Online Program

Influence of health care preferences on insurance enrollment and medical expenditure behaviors

Wednesday, November 6, 2013 : 12:30 p.m. - 12:50 p.m.

Steven B. Cohen, PhD, Center for Financing, Access and Cost Trends, AHRQ, Rockville, MD
Individual attitudes and opinions may visibly impact upon an individual's decisions on how and when to use health care services and associated decisions with respect to medical expenditures. These health care preferences also serve as important inputs in helping to predict health insurance coverage take-up decisions. This study provides a detailed investigation of the degree of concordance over time in health care attitudes regarding the need and value of health insurance coverage based on national data from the Medical Expenditure Panel Survey. Individuals who consistently indicated they were healthy and did not need coverage were substantially less likely to have a medical expense in both years, relative to their counterparts who consistently disagreed with that classification. In addition, adults under the age of 65 who consistently indicated that health insurance was not worth the cost were at nearly three times as likely to be continuously uninsured relative to those who consistently disagreed. The Affordable Care Act was enacted with major provisions to expand health insurance coverage, control health care costs, and improve the health care delivery system. The analyses conducted in this study provide important insights regarding the significant influences exerted by health insurance preferences upon forthcoming coverage enrollment decisions and related interactions with the healthcare system.

Learning Areas:

Biostatistics, economics
Public health or related public policy
Public health or related research

Learning Objectives:
Assess information and perspectives regarding the capacity of the Medical Expenditure Panel Survey (MEPS) to permit analyses of the U.S. health care system including the impact of the Affordable Care Act on health insurance coverage expansions, health care costs, and health care quality. Identify the statistical and methodological strategies adopted in MEPS to improve the accuracy of resultant health insurance coverage and expenditure estimates. Analyze information and perspectives regarding the capacity of the Medical Expenditure Panel Survey (MEPS) to permit analyses of the U.S. health care system including continuity in the population’s health insurance experience over time.

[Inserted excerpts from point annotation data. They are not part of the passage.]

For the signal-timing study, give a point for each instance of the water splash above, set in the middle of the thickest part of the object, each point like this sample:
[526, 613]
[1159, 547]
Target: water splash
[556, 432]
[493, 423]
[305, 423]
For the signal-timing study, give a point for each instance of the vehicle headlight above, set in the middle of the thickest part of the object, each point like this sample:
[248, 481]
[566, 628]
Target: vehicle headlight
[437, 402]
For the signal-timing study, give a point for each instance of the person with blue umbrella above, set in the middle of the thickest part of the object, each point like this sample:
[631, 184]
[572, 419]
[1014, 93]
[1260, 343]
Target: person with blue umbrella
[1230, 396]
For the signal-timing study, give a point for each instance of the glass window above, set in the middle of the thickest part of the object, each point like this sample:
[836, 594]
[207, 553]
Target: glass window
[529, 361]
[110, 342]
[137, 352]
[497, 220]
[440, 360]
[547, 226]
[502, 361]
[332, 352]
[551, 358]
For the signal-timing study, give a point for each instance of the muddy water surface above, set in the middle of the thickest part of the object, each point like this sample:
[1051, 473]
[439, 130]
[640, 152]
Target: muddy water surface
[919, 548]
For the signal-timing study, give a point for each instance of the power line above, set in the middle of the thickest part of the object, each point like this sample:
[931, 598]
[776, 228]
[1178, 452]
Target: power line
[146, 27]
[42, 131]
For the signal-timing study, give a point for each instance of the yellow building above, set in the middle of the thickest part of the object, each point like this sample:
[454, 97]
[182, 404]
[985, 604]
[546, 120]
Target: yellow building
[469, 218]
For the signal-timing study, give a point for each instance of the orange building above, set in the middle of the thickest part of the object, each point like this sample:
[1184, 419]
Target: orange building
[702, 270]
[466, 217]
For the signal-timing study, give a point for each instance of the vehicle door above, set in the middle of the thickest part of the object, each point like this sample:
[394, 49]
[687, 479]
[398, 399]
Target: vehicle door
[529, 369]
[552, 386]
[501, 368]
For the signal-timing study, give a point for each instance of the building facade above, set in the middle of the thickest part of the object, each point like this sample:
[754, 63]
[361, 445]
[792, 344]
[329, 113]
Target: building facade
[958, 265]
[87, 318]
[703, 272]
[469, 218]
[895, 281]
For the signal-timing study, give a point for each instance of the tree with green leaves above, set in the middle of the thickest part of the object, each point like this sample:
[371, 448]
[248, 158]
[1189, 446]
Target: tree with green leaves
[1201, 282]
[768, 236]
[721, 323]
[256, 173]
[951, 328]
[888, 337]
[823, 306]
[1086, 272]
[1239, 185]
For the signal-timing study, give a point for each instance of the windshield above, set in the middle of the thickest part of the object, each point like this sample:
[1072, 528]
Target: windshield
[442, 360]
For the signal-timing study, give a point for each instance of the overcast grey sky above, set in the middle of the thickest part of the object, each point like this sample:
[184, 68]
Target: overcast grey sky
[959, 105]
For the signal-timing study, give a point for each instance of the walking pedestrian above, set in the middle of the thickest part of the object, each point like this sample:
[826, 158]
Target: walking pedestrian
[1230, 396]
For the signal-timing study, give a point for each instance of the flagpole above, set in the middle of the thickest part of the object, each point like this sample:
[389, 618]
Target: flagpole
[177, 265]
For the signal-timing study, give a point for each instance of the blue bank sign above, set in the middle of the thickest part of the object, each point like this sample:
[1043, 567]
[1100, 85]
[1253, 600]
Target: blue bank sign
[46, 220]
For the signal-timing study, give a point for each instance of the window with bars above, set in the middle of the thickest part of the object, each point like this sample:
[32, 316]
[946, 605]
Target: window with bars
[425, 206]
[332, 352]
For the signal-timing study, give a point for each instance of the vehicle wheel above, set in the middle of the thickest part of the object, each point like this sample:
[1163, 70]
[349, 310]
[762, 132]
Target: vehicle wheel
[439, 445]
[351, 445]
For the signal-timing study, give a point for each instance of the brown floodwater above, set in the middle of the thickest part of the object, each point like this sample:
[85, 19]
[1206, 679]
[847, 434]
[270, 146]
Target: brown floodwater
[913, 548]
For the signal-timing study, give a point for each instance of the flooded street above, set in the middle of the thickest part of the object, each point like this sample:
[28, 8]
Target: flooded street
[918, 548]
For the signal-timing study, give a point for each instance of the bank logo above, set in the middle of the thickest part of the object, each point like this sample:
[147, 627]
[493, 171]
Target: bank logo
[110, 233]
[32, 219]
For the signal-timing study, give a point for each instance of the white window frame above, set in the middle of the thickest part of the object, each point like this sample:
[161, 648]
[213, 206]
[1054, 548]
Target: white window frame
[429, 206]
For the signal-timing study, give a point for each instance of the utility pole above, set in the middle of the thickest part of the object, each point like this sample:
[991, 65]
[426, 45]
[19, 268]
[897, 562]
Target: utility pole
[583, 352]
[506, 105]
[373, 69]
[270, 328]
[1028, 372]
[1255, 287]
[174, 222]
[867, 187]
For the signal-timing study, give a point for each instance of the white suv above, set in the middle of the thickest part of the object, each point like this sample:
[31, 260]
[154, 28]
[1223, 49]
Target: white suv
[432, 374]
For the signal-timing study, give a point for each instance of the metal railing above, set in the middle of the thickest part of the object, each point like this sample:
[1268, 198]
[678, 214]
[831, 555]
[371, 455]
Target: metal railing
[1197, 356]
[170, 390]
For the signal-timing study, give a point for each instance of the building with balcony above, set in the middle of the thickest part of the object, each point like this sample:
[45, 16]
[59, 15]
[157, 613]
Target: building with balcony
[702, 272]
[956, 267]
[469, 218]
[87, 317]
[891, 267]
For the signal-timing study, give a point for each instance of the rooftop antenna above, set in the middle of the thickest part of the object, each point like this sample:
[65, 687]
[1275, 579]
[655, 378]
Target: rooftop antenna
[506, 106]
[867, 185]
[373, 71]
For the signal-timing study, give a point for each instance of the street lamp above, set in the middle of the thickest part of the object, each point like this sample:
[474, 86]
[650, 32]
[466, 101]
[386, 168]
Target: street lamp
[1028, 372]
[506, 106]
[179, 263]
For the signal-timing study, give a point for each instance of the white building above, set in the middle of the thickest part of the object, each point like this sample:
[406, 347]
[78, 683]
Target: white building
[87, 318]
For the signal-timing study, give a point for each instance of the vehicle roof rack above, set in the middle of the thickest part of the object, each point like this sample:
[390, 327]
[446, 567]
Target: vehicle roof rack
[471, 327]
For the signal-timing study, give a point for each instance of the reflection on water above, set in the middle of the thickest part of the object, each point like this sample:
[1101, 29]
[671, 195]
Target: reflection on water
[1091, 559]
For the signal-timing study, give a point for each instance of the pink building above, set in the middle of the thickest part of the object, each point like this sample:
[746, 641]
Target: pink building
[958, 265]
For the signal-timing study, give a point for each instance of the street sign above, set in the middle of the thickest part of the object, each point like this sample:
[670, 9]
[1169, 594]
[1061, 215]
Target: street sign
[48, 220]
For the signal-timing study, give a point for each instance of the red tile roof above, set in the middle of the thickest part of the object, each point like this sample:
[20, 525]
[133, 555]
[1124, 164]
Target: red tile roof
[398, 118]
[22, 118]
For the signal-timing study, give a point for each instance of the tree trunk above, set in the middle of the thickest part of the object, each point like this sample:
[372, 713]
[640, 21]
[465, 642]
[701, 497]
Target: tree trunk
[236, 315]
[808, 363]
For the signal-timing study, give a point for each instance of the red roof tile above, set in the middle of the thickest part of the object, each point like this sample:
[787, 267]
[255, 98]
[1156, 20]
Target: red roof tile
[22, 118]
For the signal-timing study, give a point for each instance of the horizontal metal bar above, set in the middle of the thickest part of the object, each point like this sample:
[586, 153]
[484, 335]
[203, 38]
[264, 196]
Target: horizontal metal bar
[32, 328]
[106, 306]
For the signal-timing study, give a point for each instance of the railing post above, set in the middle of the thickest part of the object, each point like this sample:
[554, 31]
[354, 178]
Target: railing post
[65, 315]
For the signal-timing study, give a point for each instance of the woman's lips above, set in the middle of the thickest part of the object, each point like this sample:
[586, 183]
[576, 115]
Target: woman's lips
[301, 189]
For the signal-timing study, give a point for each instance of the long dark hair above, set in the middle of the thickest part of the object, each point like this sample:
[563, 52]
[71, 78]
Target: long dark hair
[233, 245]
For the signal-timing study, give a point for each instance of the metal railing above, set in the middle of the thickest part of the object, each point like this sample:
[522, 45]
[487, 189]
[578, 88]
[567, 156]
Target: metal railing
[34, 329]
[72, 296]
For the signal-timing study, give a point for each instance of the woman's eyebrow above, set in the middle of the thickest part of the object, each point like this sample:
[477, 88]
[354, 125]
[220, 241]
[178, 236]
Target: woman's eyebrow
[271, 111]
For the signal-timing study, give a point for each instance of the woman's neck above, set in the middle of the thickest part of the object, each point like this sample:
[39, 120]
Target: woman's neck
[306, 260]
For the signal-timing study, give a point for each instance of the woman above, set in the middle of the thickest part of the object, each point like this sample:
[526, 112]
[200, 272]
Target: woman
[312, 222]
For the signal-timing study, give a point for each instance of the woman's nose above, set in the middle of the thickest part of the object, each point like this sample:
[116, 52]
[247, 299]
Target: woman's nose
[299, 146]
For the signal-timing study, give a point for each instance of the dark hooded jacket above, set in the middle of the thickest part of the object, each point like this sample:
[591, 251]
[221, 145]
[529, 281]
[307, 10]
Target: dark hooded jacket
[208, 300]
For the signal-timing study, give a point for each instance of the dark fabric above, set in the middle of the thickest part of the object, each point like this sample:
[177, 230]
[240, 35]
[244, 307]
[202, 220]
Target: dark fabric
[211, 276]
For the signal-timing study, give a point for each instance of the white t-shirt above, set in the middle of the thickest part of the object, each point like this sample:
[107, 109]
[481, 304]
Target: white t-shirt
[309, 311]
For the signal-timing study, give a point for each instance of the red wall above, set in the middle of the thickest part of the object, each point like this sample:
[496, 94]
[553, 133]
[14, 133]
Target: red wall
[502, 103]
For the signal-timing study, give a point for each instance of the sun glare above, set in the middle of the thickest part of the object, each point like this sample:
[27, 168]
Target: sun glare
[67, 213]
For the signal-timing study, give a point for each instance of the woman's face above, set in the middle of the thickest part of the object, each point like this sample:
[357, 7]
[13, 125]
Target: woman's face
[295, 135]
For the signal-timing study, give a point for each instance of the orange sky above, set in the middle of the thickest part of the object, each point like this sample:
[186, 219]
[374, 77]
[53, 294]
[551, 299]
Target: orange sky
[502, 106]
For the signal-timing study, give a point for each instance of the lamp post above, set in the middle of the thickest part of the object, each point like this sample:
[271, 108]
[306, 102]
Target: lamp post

Keyword(s): Health Care Reform, Health Behavior

Presenting author's disclosure statement:

Qualified on the content I am responsible for because: I direct, conduct and support a wide range of studies related to the cost and financing of healthcare services. Studies include analyses of health care use and expenditures for personal health care services, the sources of payment for health care, the availability and cost of health insurance, and health outcomes. I also lead the Center's design and administration of surveys and development of large data sets to support healthcare policy and behavioral research and analyses.
Any relevant financial relationships? No

I agree to comply with the American Public Health Association Conflict of Interest and Commercial Support Guidelines, and to disclose to the participants any off-label or experimental uses of a commercial product or service discussed in my presentation.